Maintenir la pression
Donc, pas question de relâcher la pression. « Notre communication a permis d’alerter les pouvoirs publics qui avaient été trop loin pour ménager une partie de la communauté hospitalière. » Philippe Burnel enfonce le clou : « L’hôpital public bénéficie d’une rente de situation. Leur position est de dire : nous ne ferons rien en matière de convergence tant que la totalité des études n’aura pas été menée. Le problème est que ces études n’en finissent pas. Nous estimons qu’il ne faut pas attendre. » La réaction indignée du public sur les armes employées par la FHP ne serait donc que posture syndicale. En coulisses, on admet que tout cela n’est pas totalement infondé.

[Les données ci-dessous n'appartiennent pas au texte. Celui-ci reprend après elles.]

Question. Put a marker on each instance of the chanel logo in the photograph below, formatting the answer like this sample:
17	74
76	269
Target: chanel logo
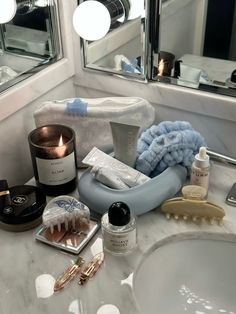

Lamine Gharbi, soucieux de maintenir de bonnes relations avec le public lance : « Ils connaissent les chiffres mais savent qu’ils doivent faire avec une lenteur administrative qui les empêche de faire mieux pour l’instant. Ils ont cependant déjà montré avec leur augmentation d’activité qu’ils étaient bons. » Mais il ne peut se retenir de tacler : « Avec la T2A, ils ont peut-être appris à facturer… Maintenant, ils cherchent à gagner du temps. » Certains parlementaires s’agaceraient également de ces atermoiements. Ils bénéficient d’ailleurs d’une communication ciblée. 300 d’entre eux sont destinataires d’une boîte de jeu contenant une chambre d’hôpital en modèle réduit accompagnée d’un livret de huit pages présentant son « scénario réaliste et progressif de convergence ».
Fatiguée d’être prise pour le perdreau de l’année, la FHP a décidé de ne pas lâcher un pouce de terrain. « Nous prenons acte des expérimentations annoncées, nous avons bien conscience que l’on ne pourra pas arriver à la convergence avant 2018. Mais que l’on ne nous refasse pas le coup du printemps dernier », prévient, en substance, Philippe Burnel. Si la guerre des prix est loin d’être gagnée pour la FHP, elle décroche un accessit catégorie « communication de crise ». Et l’idée de convergence n’a finalement jamais quitté son orbite. Le gouvernement l’a simplement ajustée à l’heure d’hiver.